According to Williams, the afternoon outing with Maureen McDonnell and her chief of staff, Mary Shea Sutherland, began with lunch at the Bergdorf Goodman department store before the trio met with a designer at Oscar de la Renta, shopped at Louis Vuitton and then ended back at the designer dress section of Bergdorf Goodman.

Williams said Maureen was shopping for two dresses one for her wedding anniversary and another for her daughter's wedding but she ended up with $20,000 worth of stuff.

Among the items purchased during the shopping spree, Williams said, were one or two dresses and a white leather coat at Oscar de la Renta; a pair of shoes, a purse and a raincoat at Louis Vuitton and at least one dress at Bergdorf Goodman.

That night, Williams said he sat with the governor at the head table of a political event.

Despite the plane flight, high priced gifts and several meals with the McDonnells, Williams said he still had more selling to do on Anatabloc. That's why, he said, he accepted Maureen's invitation for he and his wife to attend dinner with the first couple at the governor's mansion sometime after the trip to New York City.

At dinner that night, Williams said he and his wife spent the entire time pitching Anatabloc. Williams said his wife took it upon herself to share how the supplement help cure a thyroid problem she had.

It was at that dinner where Williams also met the McDonnells' daughter, Cailin, who ultimately received a $15,000 check from Williams to help pay for her wedding reception.

In testimony on Tuesday, Cailing McDonnell Young said Williams wrote the check as a gift after meeting her at the governor's mansion that night.

But Williams told a different story when he took the stand on Wednesday afternoon.

According to Williams, Maureen McDonnell asked Williams to write the check along with a separate loan at a meeting in her office on May 2, 2011.

Testimony wrapped up for the day shortly after Williams described the conversation he had with Maureen that day in her office.

Williams said he scheduled the meeting under the premise of discussing Anatabloc. He said the two did that but then the first lady changed the conversation.

According to Williams, Maureen told him that she and her husband were broke and considering filing for bankruptcy.

Williams said Maureen detailed how the couple's credit cards were maxed out and that they had received a high interest loan from a doctor in Virginia Beach to help pay for a real estate investment that wasn't working out.

Williams said she asked him for a $50,000 loan and another $15,000 to help pay the balance of her daughter's wedding.
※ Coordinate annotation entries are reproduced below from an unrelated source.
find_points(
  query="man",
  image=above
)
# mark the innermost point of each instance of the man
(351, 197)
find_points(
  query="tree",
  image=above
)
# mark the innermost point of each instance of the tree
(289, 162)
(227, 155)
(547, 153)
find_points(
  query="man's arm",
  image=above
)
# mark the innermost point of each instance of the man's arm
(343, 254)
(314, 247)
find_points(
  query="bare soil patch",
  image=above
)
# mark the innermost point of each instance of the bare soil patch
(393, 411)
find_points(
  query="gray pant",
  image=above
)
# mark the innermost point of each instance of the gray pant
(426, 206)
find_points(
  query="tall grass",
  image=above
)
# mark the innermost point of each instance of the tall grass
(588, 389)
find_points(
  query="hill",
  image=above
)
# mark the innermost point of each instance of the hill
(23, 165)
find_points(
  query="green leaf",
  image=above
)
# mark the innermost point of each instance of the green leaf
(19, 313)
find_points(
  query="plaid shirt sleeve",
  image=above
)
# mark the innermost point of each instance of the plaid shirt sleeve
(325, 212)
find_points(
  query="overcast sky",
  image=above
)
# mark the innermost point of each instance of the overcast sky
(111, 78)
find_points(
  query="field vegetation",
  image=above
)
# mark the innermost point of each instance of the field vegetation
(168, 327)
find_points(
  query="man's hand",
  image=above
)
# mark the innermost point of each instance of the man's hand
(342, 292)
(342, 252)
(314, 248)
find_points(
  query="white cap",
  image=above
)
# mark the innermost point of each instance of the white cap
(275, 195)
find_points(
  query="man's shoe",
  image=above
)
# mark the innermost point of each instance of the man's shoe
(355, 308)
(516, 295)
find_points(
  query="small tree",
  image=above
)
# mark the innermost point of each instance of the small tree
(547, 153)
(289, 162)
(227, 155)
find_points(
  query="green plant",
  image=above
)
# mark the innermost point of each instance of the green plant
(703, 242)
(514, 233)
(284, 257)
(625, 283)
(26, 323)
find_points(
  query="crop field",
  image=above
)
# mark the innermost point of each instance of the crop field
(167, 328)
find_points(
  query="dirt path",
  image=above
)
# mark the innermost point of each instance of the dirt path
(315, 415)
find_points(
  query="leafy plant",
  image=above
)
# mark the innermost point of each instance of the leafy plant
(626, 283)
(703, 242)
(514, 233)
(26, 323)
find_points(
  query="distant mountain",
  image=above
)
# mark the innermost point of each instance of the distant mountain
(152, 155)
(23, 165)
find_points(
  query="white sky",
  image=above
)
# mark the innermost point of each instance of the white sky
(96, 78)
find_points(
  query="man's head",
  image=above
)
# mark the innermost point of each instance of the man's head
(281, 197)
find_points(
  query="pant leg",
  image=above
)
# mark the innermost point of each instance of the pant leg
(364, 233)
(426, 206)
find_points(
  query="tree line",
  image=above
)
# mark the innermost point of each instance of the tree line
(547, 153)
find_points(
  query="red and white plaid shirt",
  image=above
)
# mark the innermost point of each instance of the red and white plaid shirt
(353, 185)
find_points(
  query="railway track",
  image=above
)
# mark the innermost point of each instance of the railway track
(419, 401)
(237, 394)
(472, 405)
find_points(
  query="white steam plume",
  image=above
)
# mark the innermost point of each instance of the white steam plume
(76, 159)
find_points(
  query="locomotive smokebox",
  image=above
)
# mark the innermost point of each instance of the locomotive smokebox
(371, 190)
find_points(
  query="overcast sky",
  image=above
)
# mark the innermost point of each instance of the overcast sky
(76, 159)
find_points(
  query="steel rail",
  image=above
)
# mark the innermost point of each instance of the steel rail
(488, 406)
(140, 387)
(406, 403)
The businessman told jurors that the first lady offered him help in exchange.

'I could be helpful to you with this project,' Williams recalled Maureen saying. 'The governor says it's OK for me to help you, but I need you to help me,' Williams recounted.

After detailing the couple's financial troubles and asking for the money, Williams said he agreed to help them but wanted to ask Bob McDonnell's permission first.

'He's the breadwinner in the house and I'm not writing his wife a check without him knowing about it,' Williams explained to the jury.

Williams said he wrote the checks because he needed the governor's help.

'I needed credibility that comes with that office in Virginia,' Williams explained before reiterating that his relationship with the McDonnells was that of a business relationship.

Williams testimony for the day wrapped up just after 5:30 when the judge recessed court.

Afterwards, Williams declined to say anything to the mob of reporters waiting for him outside of the courthouse. His attorneys shoved off reporters and microphones and said their client would not talk because he was testifying in a trial. They did not say whether or not he would talk when his testimony concludes.

Bob McDonnell said little when leaving the courthouse on Wednesday, saying only that they had a long way to go before the trial was finished.